Attention-grabbing ref Joey Crawford to retire at end of season
The NBA will lose two of its most visible figures at the end of the 2015-16 season. One is Kobe Bryant, Los Angeles Lakers legend and one of the best player in the history of the sport. The other is a 64-year-old bald man whom fans have rarely had any interest in watching.
[Follow Dunks Don’t Lie on Tumblr: The best slams from all of basketball]
Longtime NBA referee Joey Crawford announced Saturday that he will retire at the end of this season. A 39-year veteran known for his expressive style and willingness to make big calls in any moment, Crawford spread the news via Jack McCaffrey of the Delaware County Times, his hometown paper (via PBT):
“I’m done,” he said.
Recovering this basketball season in his Newtown Square home from knee surgery, the Havertown native hopes to resume refereeing pro-basketball games by March 1. If he grades out, and that is the likely result, he will work in the playoffs, eventually hoping to add to his career total of 50 NBA Finals games officiated. Then, the former worker at the Wayne post office, the former CYO, Catholic League, Public League, Eastern League and any-Delco-bar-league referee will silence his whistle.
At 64, Crawford hopes to continue working in the executive side of the NBA in some capacity involving officiating. But the famous No. 17 will no longer be seen on the floor, making tough calls, threatening technical fouls, smiling with the coaches, enjoying the fans.
“There’s nothing to be sorry about,” Crawford said. “You know what happens? It’s not that you lose your passion. I have that. That’s insanity. But it just comes to the point where you say, ‘I don’t want to make a fool out of myself.’ And it’s been so good that I want to go out on a high note. I don’t want to go out on a low note. I want to be in the NBA Finals, and I don’t want to be reffing just for the sake of reffing.” […]
Crawford has officiated 313 playoff games, most among active refs. For his 50 NBA Finals games, and for his lifetime of work that began at age 16 in a summer league at the Sacred Heart parish in Manoa, he was named by the Daily Times sports department as the 2015 Delaware County Sports Figure of the Year.
Opinions of Crawford depend largely on what the beholder values most in a referee. He has generally been acknowledged as one of the better officials in the league on the basis of overall consistency and a tendency not to bow to pressure from the home crowd. A Crawford-reffed game usually does not stand out as especially poorly called over 48 minutes, which is as big a compliment as NBA officials can expect.

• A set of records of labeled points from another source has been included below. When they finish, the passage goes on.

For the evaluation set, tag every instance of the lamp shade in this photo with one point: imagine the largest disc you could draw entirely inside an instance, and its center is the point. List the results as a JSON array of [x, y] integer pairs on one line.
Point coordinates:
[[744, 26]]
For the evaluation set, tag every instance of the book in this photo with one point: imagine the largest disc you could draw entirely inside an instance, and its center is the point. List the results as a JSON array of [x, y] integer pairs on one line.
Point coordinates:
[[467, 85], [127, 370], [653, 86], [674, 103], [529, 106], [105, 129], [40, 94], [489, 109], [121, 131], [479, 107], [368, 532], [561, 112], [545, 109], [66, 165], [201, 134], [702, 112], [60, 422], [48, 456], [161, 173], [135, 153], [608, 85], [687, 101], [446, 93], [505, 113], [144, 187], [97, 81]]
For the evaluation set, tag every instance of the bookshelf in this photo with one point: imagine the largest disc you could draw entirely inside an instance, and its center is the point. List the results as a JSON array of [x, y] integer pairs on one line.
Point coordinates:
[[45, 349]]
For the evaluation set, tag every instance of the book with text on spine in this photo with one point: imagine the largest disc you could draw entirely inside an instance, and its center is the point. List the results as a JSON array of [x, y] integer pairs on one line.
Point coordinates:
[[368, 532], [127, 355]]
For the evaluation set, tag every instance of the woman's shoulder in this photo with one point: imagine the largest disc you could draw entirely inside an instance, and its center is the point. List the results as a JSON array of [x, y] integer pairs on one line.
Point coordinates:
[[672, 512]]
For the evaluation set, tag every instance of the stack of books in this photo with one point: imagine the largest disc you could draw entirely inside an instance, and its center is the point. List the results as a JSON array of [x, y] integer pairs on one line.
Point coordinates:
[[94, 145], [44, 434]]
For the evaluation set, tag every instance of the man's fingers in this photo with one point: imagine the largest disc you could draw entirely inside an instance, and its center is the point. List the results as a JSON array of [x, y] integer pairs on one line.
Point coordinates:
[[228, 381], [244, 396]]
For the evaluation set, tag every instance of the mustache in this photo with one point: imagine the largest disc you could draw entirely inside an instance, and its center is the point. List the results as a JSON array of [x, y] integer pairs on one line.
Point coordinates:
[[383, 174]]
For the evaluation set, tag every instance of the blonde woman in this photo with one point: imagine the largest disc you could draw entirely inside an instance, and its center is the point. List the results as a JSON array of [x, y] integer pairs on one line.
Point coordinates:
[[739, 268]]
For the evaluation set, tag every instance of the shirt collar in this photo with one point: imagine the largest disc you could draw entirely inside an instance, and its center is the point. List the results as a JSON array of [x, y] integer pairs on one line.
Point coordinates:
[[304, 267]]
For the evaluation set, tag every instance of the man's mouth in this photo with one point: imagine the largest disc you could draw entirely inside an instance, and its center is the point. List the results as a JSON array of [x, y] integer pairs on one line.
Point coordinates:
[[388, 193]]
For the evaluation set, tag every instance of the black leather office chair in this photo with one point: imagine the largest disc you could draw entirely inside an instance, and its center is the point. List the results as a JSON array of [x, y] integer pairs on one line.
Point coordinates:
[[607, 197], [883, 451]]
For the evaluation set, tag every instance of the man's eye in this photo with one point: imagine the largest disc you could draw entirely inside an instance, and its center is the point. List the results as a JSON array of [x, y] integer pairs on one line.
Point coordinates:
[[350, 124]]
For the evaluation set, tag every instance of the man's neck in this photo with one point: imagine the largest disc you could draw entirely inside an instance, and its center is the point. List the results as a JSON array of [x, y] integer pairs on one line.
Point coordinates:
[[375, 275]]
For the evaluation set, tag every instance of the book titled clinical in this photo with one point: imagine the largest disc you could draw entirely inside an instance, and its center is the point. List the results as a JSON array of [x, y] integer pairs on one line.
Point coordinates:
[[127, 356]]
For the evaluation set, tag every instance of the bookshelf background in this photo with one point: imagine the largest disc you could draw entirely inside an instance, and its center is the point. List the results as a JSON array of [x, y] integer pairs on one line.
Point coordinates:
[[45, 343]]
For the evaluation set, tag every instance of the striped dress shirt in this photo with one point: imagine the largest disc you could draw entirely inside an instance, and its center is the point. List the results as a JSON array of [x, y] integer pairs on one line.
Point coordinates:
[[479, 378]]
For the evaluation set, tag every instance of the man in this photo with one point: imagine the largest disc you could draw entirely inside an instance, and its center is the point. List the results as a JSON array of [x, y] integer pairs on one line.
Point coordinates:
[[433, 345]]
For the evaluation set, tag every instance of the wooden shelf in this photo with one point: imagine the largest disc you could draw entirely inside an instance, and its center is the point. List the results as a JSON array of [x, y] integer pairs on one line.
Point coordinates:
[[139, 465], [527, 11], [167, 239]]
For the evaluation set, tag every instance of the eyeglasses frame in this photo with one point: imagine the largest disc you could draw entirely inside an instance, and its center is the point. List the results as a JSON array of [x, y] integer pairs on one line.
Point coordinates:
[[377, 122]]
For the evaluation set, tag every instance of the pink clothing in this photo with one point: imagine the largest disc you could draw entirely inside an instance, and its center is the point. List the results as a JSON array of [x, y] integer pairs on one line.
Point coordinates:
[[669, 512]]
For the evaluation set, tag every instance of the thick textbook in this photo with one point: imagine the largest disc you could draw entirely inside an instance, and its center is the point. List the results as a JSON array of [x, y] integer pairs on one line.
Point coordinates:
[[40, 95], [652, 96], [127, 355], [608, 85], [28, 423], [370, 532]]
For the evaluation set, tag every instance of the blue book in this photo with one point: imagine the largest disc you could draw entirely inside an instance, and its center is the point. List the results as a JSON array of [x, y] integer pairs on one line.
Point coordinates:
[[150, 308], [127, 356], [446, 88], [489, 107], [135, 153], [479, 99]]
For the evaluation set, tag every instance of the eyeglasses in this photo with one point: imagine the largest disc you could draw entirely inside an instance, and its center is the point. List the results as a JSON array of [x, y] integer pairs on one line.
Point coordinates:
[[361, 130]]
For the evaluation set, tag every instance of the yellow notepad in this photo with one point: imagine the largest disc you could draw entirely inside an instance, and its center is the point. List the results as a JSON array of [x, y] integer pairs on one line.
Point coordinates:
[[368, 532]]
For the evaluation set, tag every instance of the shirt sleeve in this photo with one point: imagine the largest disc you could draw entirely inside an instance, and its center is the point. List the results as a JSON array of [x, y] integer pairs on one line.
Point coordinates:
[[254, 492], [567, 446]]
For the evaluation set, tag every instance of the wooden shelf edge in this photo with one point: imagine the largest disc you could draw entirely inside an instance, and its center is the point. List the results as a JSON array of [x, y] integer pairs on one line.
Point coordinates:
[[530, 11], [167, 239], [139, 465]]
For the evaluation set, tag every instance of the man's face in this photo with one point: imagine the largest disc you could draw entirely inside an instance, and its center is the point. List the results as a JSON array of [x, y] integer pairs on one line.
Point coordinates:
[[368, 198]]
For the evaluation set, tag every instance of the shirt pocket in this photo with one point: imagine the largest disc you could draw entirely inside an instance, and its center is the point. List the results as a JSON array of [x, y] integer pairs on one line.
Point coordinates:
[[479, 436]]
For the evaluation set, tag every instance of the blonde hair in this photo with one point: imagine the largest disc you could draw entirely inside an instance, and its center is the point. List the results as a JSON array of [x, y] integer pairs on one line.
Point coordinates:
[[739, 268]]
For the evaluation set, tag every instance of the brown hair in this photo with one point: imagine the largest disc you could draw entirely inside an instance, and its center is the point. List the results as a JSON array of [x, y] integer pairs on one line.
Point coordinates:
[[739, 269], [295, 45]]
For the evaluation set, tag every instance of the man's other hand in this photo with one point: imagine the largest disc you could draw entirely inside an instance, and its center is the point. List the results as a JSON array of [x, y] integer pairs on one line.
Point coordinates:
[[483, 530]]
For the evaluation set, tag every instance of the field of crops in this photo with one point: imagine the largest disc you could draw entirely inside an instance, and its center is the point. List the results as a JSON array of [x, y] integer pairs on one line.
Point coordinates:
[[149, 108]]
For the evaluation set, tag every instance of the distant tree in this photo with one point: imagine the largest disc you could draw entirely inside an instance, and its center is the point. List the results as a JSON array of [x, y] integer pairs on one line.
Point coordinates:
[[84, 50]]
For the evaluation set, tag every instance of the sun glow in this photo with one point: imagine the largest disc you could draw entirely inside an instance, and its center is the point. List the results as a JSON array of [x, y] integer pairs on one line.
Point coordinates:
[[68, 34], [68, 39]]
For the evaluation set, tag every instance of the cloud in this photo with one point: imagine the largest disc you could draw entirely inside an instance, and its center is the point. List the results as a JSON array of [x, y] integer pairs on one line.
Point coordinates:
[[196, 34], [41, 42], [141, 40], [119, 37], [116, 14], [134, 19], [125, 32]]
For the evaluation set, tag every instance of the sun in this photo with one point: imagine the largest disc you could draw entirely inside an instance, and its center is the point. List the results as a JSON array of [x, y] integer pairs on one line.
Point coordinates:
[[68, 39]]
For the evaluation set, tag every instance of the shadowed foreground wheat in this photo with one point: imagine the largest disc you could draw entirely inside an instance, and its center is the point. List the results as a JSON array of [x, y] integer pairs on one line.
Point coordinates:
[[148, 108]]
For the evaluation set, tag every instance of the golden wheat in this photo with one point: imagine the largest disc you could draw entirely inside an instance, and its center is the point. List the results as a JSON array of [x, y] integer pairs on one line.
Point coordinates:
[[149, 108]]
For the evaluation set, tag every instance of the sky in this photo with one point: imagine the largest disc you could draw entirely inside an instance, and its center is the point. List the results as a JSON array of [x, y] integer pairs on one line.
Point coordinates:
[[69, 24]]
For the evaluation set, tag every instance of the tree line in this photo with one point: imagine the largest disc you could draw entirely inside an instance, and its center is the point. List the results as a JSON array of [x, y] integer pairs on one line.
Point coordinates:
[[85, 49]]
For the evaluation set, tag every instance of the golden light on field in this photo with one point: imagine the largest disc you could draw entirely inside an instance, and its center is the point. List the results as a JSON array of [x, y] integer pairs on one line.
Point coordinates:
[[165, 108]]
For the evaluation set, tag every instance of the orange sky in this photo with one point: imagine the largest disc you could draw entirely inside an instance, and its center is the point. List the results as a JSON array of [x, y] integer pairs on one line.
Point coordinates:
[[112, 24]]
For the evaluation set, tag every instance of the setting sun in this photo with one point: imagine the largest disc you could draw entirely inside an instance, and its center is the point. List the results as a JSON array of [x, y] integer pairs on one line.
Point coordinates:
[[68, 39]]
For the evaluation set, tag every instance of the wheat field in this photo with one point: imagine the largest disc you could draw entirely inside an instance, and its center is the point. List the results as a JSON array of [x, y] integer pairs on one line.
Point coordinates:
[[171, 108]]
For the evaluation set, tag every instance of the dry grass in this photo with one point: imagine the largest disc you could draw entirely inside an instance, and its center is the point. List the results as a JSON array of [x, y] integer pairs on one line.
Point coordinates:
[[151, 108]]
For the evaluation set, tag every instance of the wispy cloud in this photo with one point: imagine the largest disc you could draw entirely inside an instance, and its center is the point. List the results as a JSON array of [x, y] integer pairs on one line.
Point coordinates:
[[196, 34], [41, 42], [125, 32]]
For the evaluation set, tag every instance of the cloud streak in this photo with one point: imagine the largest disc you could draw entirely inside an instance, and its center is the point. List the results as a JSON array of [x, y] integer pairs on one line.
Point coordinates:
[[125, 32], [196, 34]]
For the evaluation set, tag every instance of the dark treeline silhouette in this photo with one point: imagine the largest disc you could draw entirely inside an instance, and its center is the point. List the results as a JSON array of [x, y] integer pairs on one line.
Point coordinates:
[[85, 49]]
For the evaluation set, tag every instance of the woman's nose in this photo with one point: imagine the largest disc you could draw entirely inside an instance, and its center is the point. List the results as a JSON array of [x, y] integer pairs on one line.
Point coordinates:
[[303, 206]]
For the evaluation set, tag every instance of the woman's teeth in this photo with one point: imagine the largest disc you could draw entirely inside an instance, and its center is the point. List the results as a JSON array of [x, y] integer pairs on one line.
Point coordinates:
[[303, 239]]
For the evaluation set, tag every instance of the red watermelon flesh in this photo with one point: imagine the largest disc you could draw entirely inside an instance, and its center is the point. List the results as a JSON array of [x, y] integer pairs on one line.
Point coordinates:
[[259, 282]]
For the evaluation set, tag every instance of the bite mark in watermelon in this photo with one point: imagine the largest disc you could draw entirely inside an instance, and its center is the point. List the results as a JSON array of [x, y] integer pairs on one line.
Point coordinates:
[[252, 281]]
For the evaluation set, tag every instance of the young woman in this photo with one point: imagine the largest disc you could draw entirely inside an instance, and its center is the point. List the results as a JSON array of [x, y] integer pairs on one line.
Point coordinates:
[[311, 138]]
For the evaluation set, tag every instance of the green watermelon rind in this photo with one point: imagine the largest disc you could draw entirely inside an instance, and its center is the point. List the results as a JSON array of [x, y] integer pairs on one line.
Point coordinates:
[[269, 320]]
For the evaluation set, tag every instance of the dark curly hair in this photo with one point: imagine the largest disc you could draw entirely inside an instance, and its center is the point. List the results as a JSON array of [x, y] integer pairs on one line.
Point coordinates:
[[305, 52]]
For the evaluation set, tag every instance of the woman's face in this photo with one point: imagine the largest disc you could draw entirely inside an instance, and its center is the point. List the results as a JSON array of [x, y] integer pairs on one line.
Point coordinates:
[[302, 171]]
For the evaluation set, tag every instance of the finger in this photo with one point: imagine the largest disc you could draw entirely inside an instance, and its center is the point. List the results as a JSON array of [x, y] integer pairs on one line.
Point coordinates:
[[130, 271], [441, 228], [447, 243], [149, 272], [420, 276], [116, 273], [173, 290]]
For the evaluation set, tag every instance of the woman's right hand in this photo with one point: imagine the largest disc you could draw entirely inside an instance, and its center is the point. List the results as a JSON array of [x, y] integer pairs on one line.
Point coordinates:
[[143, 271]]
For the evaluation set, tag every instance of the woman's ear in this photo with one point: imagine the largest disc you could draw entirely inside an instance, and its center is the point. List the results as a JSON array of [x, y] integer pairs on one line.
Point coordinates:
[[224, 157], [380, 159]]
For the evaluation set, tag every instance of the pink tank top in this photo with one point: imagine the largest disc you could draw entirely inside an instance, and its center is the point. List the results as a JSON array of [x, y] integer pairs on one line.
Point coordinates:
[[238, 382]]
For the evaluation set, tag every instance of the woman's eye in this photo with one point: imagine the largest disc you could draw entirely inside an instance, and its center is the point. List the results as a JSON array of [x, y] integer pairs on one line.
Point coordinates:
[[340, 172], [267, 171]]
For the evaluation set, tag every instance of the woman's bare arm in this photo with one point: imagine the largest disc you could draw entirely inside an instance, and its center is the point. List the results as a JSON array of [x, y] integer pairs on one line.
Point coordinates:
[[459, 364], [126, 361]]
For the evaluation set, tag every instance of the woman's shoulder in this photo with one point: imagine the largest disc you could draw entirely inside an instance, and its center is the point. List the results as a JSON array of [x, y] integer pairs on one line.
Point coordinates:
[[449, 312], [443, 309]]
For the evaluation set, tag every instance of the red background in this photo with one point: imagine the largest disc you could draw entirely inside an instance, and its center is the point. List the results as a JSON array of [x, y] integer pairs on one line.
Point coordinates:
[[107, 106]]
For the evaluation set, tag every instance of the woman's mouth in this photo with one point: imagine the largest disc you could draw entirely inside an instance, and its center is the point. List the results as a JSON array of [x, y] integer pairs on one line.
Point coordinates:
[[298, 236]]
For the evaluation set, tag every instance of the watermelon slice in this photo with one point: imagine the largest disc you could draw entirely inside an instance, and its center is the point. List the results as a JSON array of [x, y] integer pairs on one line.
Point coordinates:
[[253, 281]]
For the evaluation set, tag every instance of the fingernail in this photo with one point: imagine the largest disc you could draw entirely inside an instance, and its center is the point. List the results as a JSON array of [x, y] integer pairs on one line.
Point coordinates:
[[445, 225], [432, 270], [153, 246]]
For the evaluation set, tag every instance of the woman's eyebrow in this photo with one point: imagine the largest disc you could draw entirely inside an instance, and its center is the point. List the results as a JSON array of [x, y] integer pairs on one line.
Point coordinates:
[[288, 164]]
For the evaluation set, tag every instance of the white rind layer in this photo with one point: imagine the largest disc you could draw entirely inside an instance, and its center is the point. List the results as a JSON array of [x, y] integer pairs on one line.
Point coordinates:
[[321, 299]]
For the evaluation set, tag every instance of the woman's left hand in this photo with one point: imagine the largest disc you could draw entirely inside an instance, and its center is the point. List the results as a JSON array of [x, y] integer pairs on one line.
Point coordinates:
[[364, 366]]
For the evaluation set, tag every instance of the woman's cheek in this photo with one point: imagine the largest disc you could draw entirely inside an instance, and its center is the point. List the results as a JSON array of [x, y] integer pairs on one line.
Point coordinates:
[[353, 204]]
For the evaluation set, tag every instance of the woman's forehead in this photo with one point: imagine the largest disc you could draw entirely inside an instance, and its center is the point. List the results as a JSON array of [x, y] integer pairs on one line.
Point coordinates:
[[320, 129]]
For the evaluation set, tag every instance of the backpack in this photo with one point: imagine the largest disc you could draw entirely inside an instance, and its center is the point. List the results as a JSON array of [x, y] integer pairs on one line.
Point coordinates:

Yet it’s difficult to call Crawford a categorically good referee, because his reputation is dominated by his penchant for making himself a primary attraction of a game that’s supposed to be about the players. He’s almost assuredly the only referee with a nearly six-minute highlight video:
And then there are singular events like the time he ejected Tim Duncanl for laughing on the bench:
McCaffrey’s column features a discussion of that incident, which resulted in Crawford being suspended for the rest of the season and playoffs. He expresses regret and says that he “learned a lot from it,” but it’s still discussed as one of the worst decisions by an official in recent basketball history. No matter Crawford’s level of competence, he is the sort of referee whose mistakes have eclipsed everything he’s done right. That’s not typically considered a positive for someone who is supposed to occupy a secondary position to players and even coaches on the floor.
Crawford will likely receive some attention and perhaps a few acknowledgments from the league over his final few months on the job. But let’s hope he doesn’t take on a primary role in any arenas during the stretch run of the regular season and playoffs. Because, no matter how much energy Crawford puts into a traveling call, basketball is at its best when the officials are most inconspicuous.